The disciplinary charges against Rutledge largely stem from the activities of Anthony G. DiPace, an Albany, N.Y., investment consultant found guilty in 2000 of misrepresenting his qualifications so he could be hired as Local 5's pension fund monitor. The charges against Rutledge have not been made public, but were provided to the Star-Bulletin by the Hawaii State AFL-CIO, of which Local 5 is a member.

Rutledge and DiPace met in 1995, became friends, and Rutledge later participated in a scheme to mislead the Local 5 pension fund about DiPace's credentials, according to the charges. DiPace told the union he had represented 40 Taft-Hartley employee benefit plan clients, one-quarter of which had pension assets exceeding $100 million, when he really had three Taft-Hartley clients and none had assets that large.

DiPace would have been paid more than $300,000 per year. After DiPace's indictment, Rutledge posted half of DiPace's $100,000 bond.

A federal jury found DiPace guilty of 11 counts of mail fraud. The 9th Circuit Court of Appeals has affirmed DiPace's conviction, though he faces resentencing in January.

In addition, Rutledge associated with DiPace after his conviction, which violated the union's constitution and the consent decree, according to the union charges.

The charges also include allegations that Rutledge and Soriano didn't disclose several thousand-dollar loans made to Local 5 employees in 1998 and 1999, and made false entries in federal annual financial reports.

The charges stem from an investigation conducted by Howard E. O'Leary Jr., a Washington, D.C., private attorney.
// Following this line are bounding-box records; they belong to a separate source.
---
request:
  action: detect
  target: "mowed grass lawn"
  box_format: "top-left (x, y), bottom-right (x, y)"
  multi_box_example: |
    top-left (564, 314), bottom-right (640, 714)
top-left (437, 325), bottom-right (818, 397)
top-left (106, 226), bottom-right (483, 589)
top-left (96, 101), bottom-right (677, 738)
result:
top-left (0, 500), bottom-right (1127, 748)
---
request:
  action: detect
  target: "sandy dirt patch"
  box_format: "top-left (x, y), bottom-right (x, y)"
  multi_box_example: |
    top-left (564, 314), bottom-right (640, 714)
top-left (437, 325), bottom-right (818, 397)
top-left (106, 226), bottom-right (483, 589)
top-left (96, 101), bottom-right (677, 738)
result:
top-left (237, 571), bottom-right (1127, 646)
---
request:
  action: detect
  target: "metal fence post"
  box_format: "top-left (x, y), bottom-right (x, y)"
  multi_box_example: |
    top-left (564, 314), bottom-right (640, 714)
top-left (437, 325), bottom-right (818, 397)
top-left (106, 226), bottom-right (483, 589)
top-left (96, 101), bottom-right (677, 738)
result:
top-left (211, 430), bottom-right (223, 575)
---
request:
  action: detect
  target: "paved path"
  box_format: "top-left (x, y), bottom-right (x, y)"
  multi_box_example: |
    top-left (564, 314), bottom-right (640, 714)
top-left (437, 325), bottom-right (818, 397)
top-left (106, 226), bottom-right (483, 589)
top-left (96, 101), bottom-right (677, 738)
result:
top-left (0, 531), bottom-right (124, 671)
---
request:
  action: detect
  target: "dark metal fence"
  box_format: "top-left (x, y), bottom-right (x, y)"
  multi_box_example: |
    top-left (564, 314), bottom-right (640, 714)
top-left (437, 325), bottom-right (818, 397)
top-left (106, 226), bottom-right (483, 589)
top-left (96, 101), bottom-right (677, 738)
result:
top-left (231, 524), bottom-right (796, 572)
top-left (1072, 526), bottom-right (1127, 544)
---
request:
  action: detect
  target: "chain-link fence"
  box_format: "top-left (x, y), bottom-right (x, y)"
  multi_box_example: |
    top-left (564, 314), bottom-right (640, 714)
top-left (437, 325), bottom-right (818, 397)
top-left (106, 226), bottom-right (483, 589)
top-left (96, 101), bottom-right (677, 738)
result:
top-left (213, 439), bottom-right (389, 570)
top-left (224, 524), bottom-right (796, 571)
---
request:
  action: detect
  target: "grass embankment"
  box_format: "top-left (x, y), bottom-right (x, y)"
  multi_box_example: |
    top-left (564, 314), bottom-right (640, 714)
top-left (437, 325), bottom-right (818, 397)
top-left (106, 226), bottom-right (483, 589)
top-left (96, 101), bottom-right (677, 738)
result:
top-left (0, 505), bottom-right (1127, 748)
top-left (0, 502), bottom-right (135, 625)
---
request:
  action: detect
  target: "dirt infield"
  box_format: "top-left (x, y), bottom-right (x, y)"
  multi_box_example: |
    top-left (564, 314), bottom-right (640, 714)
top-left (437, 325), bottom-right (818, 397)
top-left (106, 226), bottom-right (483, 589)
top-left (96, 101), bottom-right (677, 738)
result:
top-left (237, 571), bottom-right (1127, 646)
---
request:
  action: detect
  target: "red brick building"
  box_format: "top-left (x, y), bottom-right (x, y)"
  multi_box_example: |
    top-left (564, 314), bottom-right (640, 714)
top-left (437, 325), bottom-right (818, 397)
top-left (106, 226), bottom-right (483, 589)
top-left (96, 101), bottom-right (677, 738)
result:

Rutledge, president and chief executive of the $60 million Unity House nonprofit organization, did not return a call seeking comment.

Rutledge and Soriano last year sued the Public Review Board and the union's international leadership for not taking action on charges filed in 2000 against Eric Gill, shortly after Gill unseated Rutledge as financial secretary-treasurer. A federal judge threw out the case earlier this year, saying it wasn't a matter for the courts. The matter is now before the 3rd Circuit Court of Appeals.